Les frères Antonio (vers 1825-1906) et Felice (vers 1832-1909, ou 1903 ?) Beato étaient les descendants d’une famille vénitienne installée à Corfou, alors possession britannique, où ils sont nés. Ce qui leur a permis d’avoir la double nationalité italienne et anglaise, bien pratique lorsqu’on voyageait dans l’Empire. Photographes, ils ont longtemps travaillé ensemble un peu partout, notamment en Inde, en 1858-1859, juste après la Révolte des cipayes. Ils furent les premiers à publier des photographies de massacres, souvent signées de leurs deux noms, difficiles à attribuer à l’un ou à l’autre, tant leurs styles se ressemblaient. Mais tandis que le cadet, Felice, est resté poursuivre sa carrière en Asie, l’aîné, Antonio, s’est installé en Egypte dès 1859. D’abord au Caire qui, semble-t-il, le déçoit un peu, puis à Louxor, en Haute-Egypte, à partir de 1862 et jusqu’à sa mort.

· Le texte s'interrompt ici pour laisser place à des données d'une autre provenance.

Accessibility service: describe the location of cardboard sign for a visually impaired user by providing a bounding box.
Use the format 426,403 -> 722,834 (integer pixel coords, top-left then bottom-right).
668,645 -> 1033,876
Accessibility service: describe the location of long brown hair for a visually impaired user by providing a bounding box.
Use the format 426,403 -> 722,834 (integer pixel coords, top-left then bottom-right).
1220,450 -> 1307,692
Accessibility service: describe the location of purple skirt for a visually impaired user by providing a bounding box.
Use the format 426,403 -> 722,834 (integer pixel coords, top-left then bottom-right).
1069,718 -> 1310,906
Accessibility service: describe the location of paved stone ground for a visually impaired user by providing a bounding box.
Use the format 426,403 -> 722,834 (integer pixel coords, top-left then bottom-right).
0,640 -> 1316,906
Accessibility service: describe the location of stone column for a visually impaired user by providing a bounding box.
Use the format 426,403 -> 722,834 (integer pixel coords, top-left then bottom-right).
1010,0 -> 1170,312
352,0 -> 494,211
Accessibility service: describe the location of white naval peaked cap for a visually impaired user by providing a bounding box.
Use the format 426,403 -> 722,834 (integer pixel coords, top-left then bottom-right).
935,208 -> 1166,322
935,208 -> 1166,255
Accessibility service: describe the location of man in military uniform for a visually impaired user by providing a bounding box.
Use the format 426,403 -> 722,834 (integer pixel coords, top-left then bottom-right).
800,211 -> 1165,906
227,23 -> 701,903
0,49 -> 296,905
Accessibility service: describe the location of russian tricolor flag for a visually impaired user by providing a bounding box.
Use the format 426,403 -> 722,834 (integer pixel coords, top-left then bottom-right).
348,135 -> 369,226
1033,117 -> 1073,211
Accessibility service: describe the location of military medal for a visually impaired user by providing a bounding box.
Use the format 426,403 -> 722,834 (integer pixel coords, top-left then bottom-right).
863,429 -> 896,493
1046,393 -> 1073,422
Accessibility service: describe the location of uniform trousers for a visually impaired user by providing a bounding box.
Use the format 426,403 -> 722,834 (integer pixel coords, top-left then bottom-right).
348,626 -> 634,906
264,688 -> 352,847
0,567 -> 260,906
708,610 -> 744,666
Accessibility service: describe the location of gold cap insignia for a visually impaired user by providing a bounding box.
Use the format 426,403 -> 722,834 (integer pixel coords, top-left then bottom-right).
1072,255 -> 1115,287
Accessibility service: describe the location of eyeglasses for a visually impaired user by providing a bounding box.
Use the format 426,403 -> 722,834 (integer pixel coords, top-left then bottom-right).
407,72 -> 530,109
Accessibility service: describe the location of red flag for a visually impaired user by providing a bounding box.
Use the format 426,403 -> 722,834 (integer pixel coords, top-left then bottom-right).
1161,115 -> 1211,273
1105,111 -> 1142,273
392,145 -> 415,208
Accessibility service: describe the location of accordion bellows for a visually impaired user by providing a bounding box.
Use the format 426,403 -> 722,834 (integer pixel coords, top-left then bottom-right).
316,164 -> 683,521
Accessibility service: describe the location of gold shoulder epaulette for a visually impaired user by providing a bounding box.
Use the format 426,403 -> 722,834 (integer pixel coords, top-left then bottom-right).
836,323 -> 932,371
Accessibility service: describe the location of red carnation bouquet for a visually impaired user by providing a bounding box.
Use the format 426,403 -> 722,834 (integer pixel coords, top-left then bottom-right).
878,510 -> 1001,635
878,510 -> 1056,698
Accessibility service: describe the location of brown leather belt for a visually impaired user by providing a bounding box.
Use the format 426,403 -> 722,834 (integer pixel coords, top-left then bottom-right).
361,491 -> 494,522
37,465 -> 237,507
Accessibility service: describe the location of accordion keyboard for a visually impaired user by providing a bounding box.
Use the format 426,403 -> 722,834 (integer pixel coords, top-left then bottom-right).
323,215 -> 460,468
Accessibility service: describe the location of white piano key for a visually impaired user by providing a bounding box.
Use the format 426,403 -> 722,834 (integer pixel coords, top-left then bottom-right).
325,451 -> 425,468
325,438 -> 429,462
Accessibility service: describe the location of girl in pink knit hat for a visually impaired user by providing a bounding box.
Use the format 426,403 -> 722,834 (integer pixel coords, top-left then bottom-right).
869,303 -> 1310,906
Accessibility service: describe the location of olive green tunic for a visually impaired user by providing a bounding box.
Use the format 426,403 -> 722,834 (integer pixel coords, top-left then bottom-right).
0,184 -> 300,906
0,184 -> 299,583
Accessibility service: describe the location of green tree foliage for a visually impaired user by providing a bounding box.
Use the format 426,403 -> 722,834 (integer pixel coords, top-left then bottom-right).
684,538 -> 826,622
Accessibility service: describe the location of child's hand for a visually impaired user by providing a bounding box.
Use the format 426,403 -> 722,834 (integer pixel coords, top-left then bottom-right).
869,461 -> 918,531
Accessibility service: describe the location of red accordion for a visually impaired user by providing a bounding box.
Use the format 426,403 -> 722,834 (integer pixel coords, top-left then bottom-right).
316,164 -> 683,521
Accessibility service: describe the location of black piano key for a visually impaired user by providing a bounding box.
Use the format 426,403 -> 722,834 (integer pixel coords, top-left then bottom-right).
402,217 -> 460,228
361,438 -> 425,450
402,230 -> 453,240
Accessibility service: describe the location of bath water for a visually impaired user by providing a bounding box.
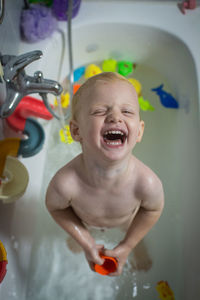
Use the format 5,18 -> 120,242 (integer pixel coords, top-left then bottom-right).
27,61 -> 180,300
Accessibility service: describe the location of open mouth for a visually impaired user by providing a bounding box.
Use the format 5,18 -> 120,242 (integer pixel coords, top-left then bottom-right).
103,130 -> 127,146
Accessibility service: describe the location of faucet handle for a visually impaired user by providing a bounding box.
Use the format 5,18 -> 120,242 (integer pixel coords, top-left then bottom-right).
0,50 -> 42,82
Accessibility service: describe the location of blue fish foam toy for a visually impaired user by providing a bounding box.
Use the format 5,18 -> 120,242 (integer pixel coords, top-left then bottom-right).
151,84 -> 179,108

Antonio Beato, dont la vie nous est assez mal connue, est l’un des premiers professionnels de l’histoire de la photographie. Sur le motif ou dans son atelier-boutique des bords du Nil, il réalise d’abord des clichés touristiques, des cartes postales. Puis, ayant fait la connaissance d’archéologues comme Legrain, Maspero ou Mariette, pionniers de l’égyptologie, il se met en quelque sorte à leur service, photographie les monuments antiques sous toutes les coutures, les fouilles. Mais pas seulement. Il s’intéresse aussi au pays, à ses habitants, en ethnologue bienveillant.
Son œuvre, étudiée minutieusement et remise en lumière par son lointain disciple Gérard Réveillac, lui-même photographe d’archéologie, fascine, émerveille. L’essentiel, 295 clichés sur plaques de verre, est conservé au Musée égyptien du Caire. Un trésor. J.-C. P.